Faiscar lume, acender fogo com palha e gravetos, foi o primeiro movimento de Manuel. Ao brilho vivo da chama, a baia fez um esforço para erguer a cabeça, pondo no amigo os olhos amortecidos. Bem a compreendeu ele; o animal receava que o fogo desse aviso ao inimigo; mas naquele momento pouco importavam a Manuel os que o perseguiam; o verdadeiro, o terrível inimigo, era o golpe que ameaçava essa existência querida.

Prontamente examinara Manuel o ferimento e reconhecera sua gravidade. A bala penetrando de revés na anca se entranhara, mas não atravessou do lado oposto. Teria-se alojado e amortecido nas vísceras? Nesse caso o ferimento era mortal. Encontraria o osso da rodela e aí se alojara? Se assim fosse, não havia lesão essencial; mas o esforço inaudito que fizera o animal e a grande perda de sangue, o punham em risco eminente.

— Água!... murmurou o gaúcho.

Só então reparou que se achava à borda de uma capoeira nas cercanias de Piratinim.
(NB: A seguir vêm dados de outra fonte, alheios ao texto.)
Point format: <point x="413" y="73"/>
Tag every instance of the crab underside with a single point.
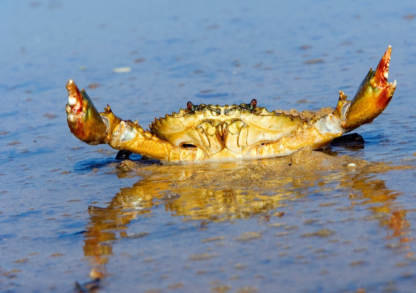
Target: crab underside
<point x="208" y="132"/>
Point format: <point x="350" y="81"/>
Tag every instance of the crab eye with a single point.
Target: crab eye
<point x="190" y="106"/>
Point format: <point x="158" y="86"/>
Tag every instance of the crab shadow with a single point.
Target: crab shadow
<point x="211" y="193"/>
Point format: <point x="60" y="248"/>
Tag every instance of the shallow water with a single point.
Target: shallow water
<point x="67" y="211"/>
De um cordão da serra dos Tapes que passa junto à vila descem inúmeros arroios; Canho descobriu um à pequena distância: rasgando a própria camisa, lavou a ferida e aplicou-lhe uma compressa para estancar o sangue.
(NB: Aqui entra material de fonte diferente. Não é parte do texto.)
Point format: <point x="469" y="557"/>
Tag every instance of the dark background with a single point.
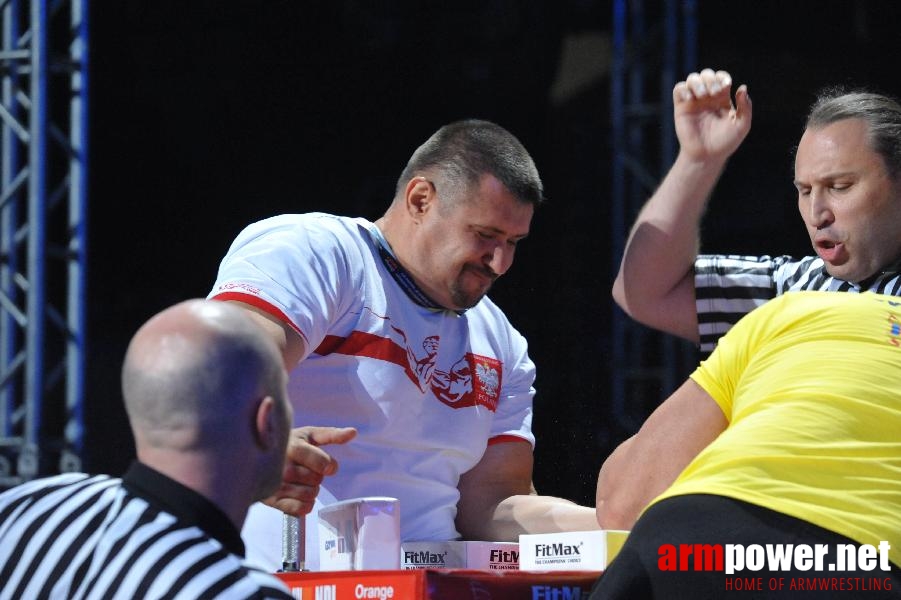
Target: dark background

De joelhos ao lado do corpo da Morena, com os olhos fitos na cabeça do lindo animal, o gaúcho engolfou-se numa cisma dolorosa e tão profunda que não percebeu um ligeiro rumor de folhas secas pisadas por um pé sutil.

— Assim devia ser!... balbuciaram seus lábios frouxos. Vivemos juntos, morreremos juntos, no mesmo dia. Morzelo, nosso velho amigo, foi o primeiro: deixou-nos esta manhã. Nós ficamos para vingá-lo; ele deve estar contente. Juca, a esta hora talvez já esteja com o padrinho; já terá conhecido o pai e o mano. A bala sem dúvida traspassou-lhe o coração, porque não soltou um gemido, não chamou nem por ti, nem por mim; foi mais feliz; não sofreu como tu, Morena!...
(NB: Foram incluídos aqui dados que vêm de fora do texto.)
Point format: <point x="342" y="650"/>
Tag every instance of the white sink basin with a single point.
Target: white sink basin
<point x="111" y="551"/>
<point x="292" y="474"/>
Um soluço abafou por momentos a voz do gaúcho.

— Foste tu quem te mataste, amiga, e para salvar-me! A bala em vez de atrasar a carreira, te deu asas; sentiste que me perseguiam, e voaste para me pôr fora do alcance do inimigo. E nem um gemido; nem um sinal por onde conhecesse que estavas ferida! Ah! se eu adivinhasse!... Para que fugirmos? Melhor era morrermos ambos combatendo, e vingando o nosso Juca! Eu só, não terei forças nem coragem! Que vale um homem meio morto; eu já morri no Morzelo, já morri no Juca; quando acabar de morrer em ti, que fico sendo? Uma cabeça sem corpo; uma mão sem braço! Então, melhor é dormirmos juntos no seio da terra.

Manuel correu os olhos em torno procurando um lugar onde abrir a cova que devia recebê-los a ambos. Uma faixa vermelha listrava o horizonte, anunciando a alvorada.

Neste momento o rumor tornando-se mais distinto excitou o reparo do gaúcho; mas com suprema indiferença pelo perigo, nem sequer volveu ele os olhos para perscrutar a causa. Que maior desgraça lhe podia sobrevir? Que mal ainda restava, de que valesse a pena guardar-se?